Pushing a person out of the legislature should be easier.

Every time a legislator needs to leave for almost any reason – from a high-paying new job opportunity to a prosecution to sexual misconduct, as in the case on Thursday of Tony Mendoza – the departure is complicated. But it shouldn’t have to be so complicated – if California had a different system of electing legislators in the first place.

The fundamental problem with our system is that while our elections are really about electing a party to control the legislature (or to stay in the minority), we insist upon electing specific individuals. Few of us know anything about the individuals we vote for—we are voting for a party. Only a tiny fraction of Mendoza’s constituents would recognize him on the street, and an even tinier group of people knew anything about his behavior. Our lives are too busy, and there are so many elections and so little press, that it’s next to impossible to know enough about your state legislator to make an individual judgment on him or her.

But still, we insist on voting for these individuals. And we let these individuals control the seat. The individual decides if he or she remains in almost all cases; Mendoza held on – on leave – and then resigned before facing expulsion. And it wasn’t clear expulsion would have passed legal muster.

This is the American disease, which we inherited from the British: one person, one seat.

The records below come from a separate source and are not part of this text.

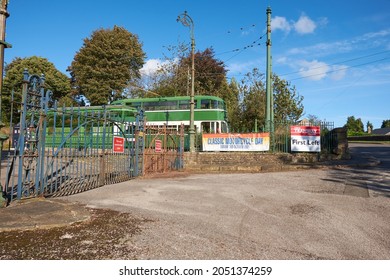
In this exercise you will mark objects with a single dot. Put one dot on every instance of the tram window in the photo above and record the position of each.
(224, 127)
(205, 104)
(184, 104)
(206, 127)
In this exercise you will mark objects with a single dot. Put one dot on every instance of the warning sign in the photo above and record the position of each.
(157, 147)
(305, 139)
(118, 144)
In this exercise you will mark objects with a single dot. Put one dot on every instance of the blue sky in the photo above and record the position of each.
(336, 53)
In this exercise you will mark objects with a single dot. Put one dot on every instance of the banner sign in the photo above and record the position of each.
(305, 139)
(157, 146)
(118, 144)
(238, 142)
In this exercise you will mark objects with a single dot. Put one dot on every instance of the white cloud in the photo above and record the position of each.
(304, 25)
(280, 23)
(151, 66)
(245, 67)
(338, 72)
(313, 70)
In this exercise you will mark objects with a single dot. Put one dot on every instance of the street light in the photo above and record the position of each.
(186, 20)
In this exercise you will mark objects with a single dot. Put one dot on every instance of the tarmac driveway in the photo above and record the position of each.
(285, 215)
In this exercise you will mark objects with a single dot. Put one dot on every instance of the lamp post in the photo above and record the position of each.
(3, 16)
(3, 137)
(186, 20)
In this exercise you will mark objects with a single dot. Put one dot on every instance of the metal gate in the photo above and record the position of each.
(164, 149)
(62, 151)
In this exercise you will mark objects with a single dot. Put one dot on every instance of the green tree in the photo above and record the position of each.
(385, 123)
(55, 80)
(354, 126)
(252, 100)
(175, 74)
(288, 104)
(107, 62)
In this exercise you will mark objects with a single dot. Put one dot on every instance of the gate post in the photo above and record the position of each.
(31, 147)
(139, 144)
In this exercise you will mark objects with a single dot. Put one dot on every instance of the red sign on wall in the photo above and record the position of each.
(118, 144)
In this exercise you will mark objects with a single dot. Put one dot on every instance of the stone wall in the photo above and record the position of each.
(246, 162)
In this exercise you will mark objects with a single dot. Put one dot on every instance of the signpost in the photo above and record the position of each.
(237, 142)
(157, 147)
(118, 144)
(305, 139)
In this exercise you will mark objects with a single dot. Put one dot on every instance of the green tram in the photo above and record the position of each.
(210, 114)
(91, 126)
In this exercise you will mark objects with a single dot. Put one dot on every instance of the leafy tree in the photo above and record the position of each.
(288, 104)
(55, 81)
(385, 123)
(107, 62)
(354, 126)
(175, 74)
(252, 100)
(210, 73)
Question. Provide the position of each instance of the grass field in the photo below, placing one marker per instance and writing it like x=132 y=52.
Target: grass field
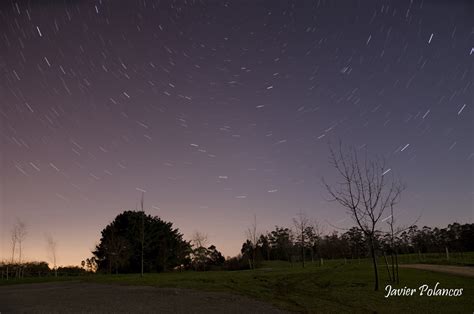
x=333 y=288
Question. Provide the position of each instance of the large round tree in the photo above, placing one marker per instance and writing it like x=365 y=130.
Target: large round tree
x=120 y=247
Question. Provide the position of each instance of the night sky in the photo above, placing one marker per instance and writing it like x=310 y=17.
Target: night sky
x=223 y=110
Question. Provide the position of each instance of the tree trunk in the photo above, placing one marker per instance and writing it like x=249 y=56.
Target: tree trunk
x=388 y=269
x=374 y=261
x=393 y=263
x=396 y=262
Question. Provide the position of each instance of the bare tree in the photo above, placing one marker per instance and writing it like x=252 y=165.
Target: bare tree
x=253 y=236
x=51 y=246
x=18 y=236
x=301 y=224
x=365 y=191
x=200 y=241
x=142 y=234
x=14 y=239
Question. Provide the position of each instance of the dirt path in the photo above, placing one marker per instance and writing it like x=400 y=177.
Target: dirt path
x=456 y=270
x=78 y=297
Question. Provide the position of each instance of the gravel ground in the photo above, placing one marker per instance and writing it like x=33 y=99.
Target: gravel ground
x=456 y=270
x=78 y=297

But think about how much easier this would be if we did what modern democracies do—and voted for parties instead of individuals.

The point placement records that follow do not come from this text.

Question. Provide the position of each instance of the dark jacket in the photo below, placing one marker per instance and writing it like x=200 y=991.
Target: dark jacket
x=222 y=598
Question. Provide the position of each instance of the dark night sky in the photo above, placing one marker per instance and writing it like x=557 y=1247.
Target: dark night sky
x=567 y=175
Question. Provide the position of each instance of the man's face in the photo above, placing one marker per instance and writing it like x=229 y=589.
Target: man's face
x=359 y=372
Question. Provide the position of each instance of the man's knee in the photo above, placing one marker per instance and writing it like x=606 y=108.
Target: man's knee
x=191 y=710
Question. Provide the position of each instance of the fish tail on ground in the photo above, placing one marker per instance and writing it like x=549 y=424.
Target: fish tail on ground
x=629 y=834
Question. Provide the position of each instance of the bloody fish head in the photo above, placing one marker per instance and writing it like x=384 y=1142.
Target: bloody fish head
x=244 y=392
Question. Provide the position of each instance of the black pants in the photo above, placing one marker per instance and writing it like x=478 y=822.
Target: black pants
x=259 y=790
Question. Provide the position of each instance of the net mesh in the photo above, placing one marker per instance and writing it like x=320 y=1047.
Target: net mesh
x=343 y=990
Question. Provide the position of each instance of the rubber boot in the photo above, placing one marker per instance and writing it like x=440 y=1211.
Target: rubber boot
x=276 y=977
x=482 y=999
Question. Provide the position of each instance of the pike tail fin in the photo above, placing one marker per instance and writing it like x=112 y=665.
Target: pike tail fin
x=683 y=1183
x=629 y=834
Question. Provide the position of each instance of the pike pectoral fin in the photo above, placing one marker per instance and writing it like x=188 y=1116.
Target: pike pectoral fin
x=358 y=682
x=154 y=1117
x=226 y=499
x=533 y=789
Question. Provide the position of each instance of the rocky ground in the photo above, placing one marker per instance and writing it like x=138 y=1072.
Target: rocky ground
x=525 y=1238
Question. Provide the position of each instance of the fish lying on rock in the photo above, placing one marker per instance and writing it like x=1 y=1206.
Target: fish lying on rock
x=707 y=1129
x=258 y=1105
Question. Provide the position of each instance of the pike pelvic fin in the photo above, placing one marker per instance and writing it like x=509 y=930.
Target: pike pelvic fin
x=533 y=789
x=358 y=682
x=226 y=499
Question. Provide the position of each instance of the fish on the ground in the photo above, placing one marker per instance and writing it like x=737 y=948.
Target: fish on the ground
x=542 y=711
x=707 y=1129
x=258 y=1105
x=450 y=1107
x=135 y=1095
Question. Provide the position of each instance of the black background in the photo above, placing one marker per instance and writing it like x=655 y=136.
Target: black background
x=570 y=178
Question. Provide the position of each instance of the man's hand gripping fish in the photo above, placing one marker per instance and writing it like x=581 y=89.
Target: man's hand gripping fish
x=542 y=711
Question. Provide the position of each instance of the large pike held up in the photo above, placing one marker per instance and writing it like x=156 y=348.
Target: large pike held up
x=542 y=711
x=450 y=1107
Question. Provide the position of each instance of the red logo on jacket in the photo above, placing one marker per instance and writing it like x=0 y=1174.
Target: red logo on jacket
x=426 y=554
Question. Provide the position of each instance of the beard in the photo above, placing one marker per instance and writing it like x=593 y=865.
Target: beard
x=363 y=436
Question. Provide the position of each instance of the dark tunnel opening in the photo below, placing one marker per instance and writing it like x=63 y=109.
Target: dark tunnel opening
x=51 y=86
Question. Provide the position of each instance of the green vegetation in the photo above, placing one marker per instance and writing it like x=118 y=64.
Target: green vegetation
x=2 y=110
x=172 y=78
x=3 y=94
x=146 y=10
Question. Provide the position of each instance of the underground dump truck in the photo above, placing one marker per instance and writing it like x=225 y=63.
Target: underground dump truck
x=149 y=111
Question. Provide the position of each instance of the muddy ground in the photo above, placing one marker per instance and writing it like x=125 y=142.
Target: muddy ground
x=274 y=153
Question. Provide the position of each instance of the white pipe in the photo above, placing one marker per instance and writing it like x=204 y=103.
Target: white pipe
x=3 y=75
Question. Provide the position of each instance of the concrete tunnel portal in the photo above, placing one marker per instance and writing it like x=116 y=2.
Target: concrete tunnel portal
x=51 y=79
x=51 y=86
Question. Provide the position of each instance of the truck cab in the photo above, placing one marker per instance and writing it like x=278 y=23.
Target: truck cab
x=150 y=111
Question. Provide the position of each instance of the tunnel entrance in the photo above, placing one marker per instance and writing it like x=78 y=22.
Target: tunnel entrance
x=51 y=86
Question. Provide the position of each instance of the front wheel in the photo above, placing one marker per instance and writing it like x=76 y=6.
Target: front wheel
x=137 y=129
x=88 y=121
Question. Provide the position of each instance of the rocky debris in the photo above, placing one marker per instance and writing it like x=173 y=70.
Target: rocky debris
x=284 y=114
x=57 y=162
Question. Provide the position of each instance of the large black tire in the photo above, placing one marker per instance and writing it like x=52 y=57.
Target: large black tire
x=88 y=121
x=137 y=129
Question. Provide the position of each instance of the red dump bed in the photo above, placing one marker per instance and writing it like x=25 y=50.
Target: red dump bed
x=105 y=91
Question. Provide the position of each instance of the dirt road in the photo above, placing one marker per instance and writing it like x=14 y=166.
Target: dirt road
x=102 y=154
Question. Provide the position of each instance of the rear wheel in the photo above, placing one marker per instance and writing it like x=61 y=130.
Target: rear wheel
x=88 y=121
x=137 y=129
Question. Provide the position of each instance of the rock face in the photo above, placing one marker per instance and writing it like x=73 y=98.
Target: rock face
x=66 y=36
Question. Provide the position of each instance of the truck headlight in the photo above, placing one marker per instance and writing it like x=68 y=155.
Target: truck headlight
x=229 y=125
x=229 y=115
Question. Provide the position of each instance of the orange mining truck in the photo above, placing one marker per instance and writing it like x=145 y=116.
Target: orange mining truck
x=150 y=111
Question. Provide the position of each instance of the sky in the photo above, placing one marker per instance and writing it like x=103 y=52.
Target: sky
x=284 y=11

The best way to do this is to vote for lists of candidates put up by a party. This allows party people – who actually may know candidates, and know if they are, for example, sexual harassers – to decide who gets to run and serve.

And if one of the people who gets elected on the list happens to be caught up in scandal or illegal actions? Replacement is easy and automatic. You just replace the bad apple with the next person down the party list.

That’s good because it means that no one is less represented. Under our current system, millions of Californians don’t have representations right now because of leaves or resignations that result from scandal. Costly, low-turnout special elections take months to organize, delaying a replacement. In the Mendoza case, such an election will fill the seat for only a few months before there is a November election.

Why bother?

Mendoza’s troubles are of his own making, and it’s good that he has been held accountable. But the mess that his resignation leaves isn’t his fault. It’s the fault of all Californians who cling to a system of elections and representations that doesn’t make any sense.